Life on Hadrians Wall must have really been pretty grim and tough, especially for soldiers stationed here who'd come from warmer and drier parts of the Empire. But every fort, like here at Chesters, had a bath house. It amounted to something like a an all-purpose sauna, a swimming pool, a pub, and a gymnasium all rolled into one. You see, the Romans - like American tourists - made sure they brought all their own creature comforts with them.

This might be the edge of Empire but actually this is one of the best preserved bath houses from the whole Roman world. This is the apodyterium - the changing room - and it was in here that the Roman soldier would come to begin the whole bath experience.

He would have taken his clothes off, perhaps leaving them in cupboards in one of these niches - although actually it's possible these held statues, we're not really certain.
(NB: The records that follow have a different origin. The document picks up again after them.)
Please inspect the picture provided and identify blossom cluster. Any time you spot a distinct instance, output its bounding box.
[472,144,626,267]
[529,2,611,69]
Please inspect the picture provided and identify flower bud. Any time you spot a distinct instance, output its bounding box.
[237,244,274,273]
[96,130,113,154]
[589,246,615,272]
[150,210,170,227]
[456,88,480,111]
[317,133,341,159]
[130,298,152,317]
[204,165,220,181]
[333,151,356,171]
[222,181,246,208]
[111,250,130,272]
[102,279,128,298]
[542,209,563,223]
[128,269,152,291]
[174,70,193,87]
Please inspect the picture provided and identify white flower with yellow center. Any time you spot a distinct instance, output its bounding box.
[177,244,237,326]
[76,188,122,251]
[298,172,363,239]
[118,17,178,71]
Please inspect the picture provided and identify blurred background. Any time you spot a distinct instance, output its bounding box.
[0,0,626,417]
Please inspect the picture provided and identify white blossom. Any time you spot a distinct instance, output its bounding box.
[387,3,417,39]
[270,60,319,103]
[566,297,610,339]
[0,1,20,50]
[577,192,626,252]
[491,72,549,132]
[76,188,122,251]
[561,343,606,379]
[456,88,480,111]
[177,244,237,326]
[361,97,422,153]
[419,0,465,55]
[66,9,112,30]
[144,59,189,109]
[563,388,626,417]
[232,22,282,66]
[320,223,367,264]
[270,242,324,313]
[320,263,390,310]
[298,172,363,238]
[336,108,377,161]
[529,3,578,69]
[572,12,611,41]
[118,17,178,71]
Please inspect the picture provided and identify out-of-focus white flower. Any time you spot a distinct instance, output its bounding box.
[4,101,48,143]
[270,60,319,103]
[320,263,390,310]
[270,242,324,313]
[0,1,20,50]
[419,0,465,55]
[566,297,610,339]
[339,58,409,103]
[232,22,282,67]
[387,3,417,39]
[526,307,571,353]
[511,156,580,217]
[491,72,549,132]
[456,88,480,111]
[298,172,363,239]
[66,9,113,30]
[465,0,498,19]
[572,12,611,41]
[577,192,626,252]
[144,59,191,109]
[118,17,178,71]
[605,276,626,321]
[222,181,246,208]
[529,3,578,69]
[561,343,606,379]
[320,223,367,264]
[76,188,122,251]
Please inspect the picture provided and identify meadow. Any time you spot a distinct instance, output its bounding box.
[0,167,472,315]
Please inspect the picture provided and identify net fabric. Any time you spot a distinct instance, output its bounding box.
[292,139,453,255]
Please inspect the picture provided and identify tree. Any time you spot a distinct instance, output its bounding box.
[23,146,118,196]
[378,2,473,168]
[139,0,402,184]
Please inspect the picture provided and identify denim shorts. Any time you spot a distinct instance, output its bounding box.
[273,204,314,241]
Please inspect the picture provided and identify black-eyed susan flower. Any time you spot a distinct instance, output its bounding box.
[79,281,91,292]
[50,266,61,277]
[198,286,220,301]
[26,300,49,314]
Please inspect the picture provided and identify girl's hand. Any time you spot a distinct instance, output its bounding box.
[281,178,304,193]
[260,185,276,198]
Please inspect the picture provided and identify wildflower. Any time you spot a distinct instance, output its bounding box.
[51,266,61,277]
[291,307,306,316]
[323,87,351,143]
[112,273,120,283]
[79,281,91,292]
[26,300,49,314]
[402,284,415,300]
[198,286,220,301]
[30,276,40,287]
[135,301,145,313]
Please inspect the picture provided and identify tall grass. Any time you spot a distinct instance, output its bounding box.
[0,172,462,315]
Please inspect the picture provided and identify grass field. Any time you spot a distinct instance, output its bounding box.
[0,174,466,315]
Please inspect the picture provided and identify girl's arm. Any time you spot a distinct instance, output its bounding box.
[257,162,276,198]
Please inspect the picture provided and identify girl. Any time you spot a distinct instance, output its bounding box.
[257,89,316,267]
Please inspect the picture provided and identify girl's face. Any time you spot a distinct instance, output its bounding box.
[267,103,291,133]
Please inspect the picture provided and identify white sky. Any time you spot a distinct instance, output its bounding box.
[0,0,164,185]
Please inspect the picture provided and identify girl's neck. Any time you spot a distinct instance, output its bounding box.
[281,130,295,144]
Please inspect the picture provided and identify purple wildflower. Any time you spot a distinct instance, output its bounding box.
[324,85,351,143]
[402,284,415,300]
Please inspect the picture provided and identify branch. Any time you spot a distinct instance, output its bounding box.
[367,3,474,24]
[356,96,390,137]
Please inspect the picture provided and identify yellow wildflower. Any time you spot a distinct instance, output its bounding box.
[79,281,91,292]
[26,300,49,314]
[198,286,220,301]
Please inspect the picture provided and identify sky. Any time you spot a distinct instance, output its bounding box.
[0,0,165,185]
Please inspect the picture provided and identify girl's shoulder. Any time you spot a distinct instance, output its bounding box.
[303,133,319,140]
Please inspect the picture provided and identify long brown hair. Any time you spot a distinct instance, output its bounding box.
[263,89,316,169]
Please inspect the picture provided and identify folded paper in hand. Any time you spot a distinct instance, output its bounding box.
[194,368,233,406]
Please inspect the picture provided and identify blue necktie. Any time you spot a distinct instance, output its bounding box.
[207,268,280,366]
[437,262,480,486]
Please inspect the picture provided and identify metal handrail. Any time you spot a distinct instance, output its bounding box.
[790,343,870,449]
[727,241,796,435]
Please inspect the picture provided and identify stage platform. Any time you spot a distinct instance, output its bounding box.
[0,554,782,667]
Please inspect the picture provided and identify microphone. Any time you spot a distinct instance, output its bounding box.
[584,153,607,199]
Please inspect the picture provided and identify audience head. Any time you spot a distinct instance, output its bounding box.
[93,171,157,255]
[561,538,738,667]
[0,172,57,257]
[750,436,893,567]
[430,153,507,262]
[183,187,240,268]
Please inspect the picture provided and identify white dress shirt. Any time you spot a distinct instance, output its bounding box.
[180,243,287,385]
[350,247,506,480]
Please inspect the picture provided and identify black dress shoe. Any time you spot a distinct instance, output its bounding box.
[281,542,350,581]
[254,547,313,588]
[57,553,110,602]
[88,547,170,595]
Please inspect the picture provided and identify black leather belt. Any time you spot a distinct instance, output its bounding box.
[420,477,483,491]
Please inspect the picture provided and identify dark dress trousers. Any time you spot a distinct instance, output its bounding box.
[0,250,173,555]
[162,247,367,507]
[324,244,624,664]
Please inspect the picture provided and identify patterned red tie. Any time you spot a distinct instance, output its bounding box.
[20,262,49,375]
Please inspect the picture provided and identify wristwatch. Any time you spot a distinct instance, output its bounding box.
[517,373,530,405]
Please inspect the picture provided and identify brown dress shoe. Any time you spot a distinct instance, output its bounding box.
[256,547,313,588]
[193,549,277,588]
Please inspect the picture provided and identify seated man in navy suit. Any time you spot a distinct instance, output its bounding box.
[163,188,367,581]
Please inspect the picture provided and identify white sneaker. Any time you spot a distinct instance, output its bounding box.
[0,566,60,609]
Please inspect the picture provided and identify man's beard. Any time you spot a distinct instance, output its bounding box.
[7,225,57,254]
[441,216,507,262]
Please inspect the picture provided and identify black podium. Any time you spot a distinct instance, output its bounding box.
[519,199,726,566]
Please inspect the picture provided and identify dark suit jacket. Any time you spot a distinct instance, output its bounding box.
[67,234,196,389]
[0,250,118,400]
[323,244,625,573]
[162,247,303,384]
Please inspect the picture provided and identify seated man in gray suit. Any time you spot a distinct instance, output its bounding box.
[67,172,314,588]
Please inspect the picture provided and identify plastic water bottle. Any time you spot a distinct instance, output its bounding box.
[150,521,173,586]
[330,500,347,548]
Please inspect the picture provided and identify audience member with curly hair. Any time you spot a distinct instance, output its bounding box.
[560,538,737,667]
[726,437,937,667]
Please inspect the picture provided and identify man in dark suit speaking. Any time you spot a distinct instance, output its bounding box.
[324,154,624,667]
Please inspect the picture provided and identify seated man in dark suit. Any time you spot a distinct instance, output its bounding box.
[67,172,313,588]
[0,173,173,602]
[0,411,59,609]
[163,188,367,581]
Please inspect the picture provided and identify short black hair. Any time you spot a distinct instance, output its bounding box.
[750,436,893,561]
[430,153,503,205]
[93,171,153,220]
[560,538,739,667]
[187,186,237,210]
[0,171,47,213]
But whatever happened, he'd have made his way through this doorway, over this extremely worn step, worn out by centuries of Roman soldiers coming here, and made his way into the extensive suites of baths. Now the climax of the whole Roman bath experience was the caldarium or the hot steam room. And in this particular room there was a stoke hole - a furnace - just outside the wall fuelled by slaves, chucking in wood to build up an absolutely tremendous heat. The hot air would come pouring through this crack here, and underneath the floor.
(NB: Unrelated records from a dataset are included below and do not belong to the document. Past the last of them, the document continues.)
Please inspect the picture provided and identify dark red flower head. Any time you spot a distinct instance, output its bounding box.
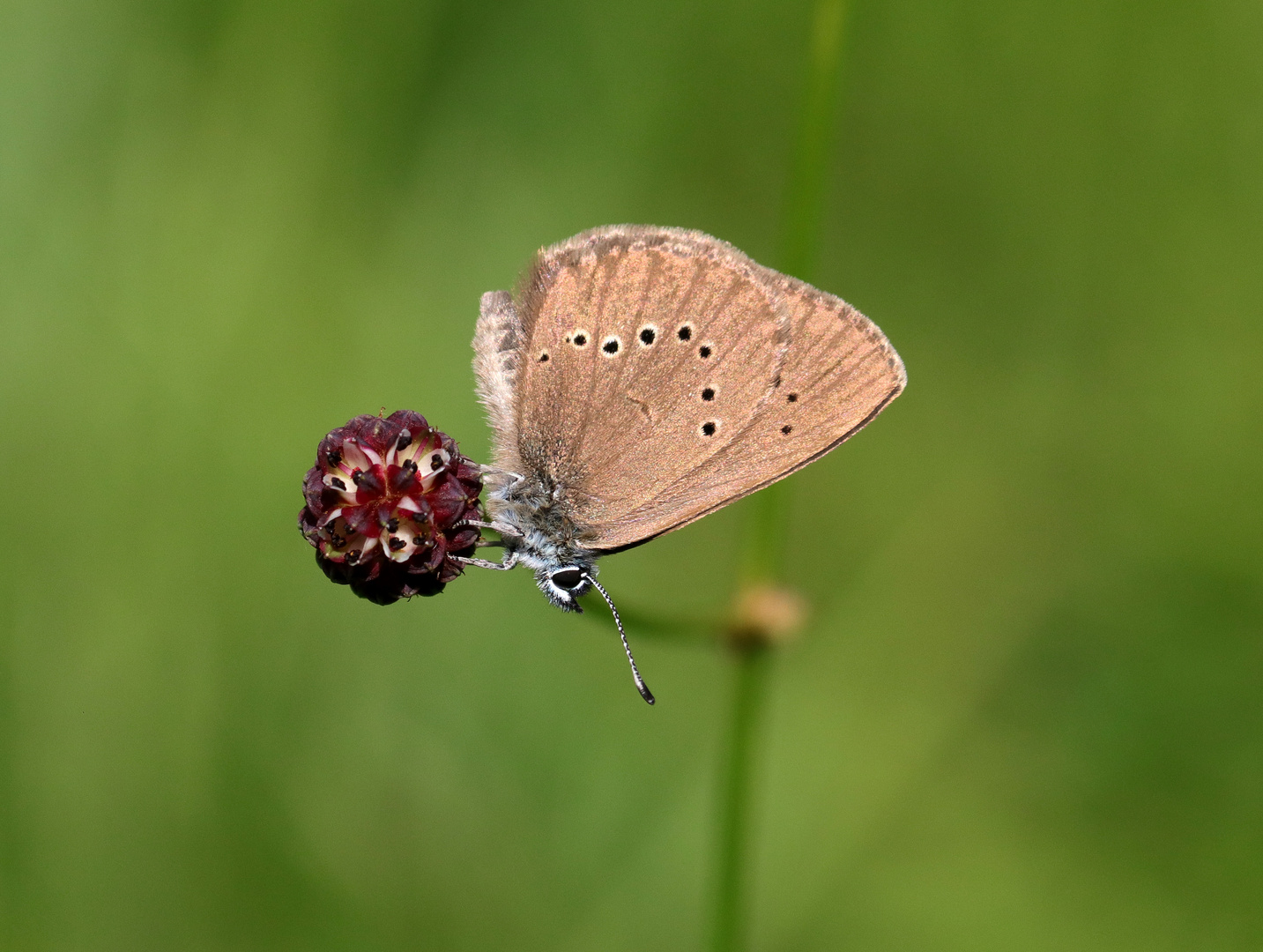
[298,411,482,605]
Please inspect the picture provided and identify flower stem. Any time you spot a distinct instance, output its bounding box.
[711,0,848,952]
[712,645,772,952]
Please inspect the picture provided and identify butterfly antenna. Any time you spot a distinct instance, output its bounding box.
[583,572,653,704]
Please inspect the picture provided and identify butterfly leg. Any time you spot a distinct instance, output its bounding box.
[457,519,522,535]
[451,553,518,572]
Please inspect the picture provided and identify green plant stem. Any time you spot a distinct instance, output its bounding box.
[711,0,848,952]
[714,646,772,952]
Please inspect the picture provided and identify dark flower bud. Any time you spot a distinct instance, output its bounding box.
[298,411,482,605]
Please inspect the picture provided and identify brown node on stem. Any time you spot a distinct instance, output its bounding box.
[726,582,807,651]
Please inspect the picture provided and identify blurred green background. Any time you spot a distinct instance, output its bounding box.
[0,0,1263,952]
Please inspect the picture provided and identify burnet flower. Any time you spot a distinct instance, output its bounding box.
[298,411,482,605]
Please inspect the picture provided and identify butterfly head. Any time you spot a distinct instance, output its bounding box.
[536,564,592,611]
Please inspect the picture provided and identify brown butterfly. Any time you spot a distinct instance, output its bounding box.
[464,225,907,703]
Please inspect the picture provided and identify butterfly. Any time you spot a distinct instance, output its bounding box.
[449,225,907,703]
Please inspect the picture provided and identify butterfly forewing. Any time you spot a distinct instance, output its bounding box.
[475,226,905,552]
[505,227,791,535]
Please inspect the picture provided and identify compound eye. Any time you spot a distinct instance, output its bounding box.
[552,569,583,591]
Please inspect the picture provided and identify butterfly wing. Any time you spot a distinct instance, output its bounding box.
[603,269,907,549]
[475,226,903,551]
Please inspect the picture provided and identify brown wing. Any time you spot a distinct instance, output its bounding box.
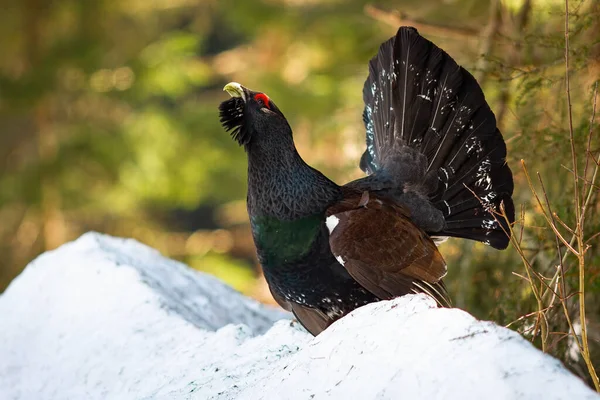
[327,192,450,306]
I'm actually standing below the Roman floor surface, because there was a void underneath the floor around which the hot air could circulate, and it was in here that the Roman soldiers would sit around with sweat pouring off them and all the dirt from a hard day out on the Wall coming off. And their friends or their slaves would have rubbed strigils up and down their arms to scrape the dirt away.

Once that job was over then perhaps, if they were really well off, they'd rub in oils or perfumes to make themselves feel really fresh. And to finish off the whole experience they'd go to the other side of the bath house and jump into the cold plunge, the frigidarium.

(Outside Chesters Fort, in the Vicus area)

It's hard to imagine what the Britons might have made of these exotic ways, but we do know that the forts acted as magnets to the local people, who saw them - among other things - as a great business opportunity. Outside every fort you'd find a thriving shanty town, or Vicus.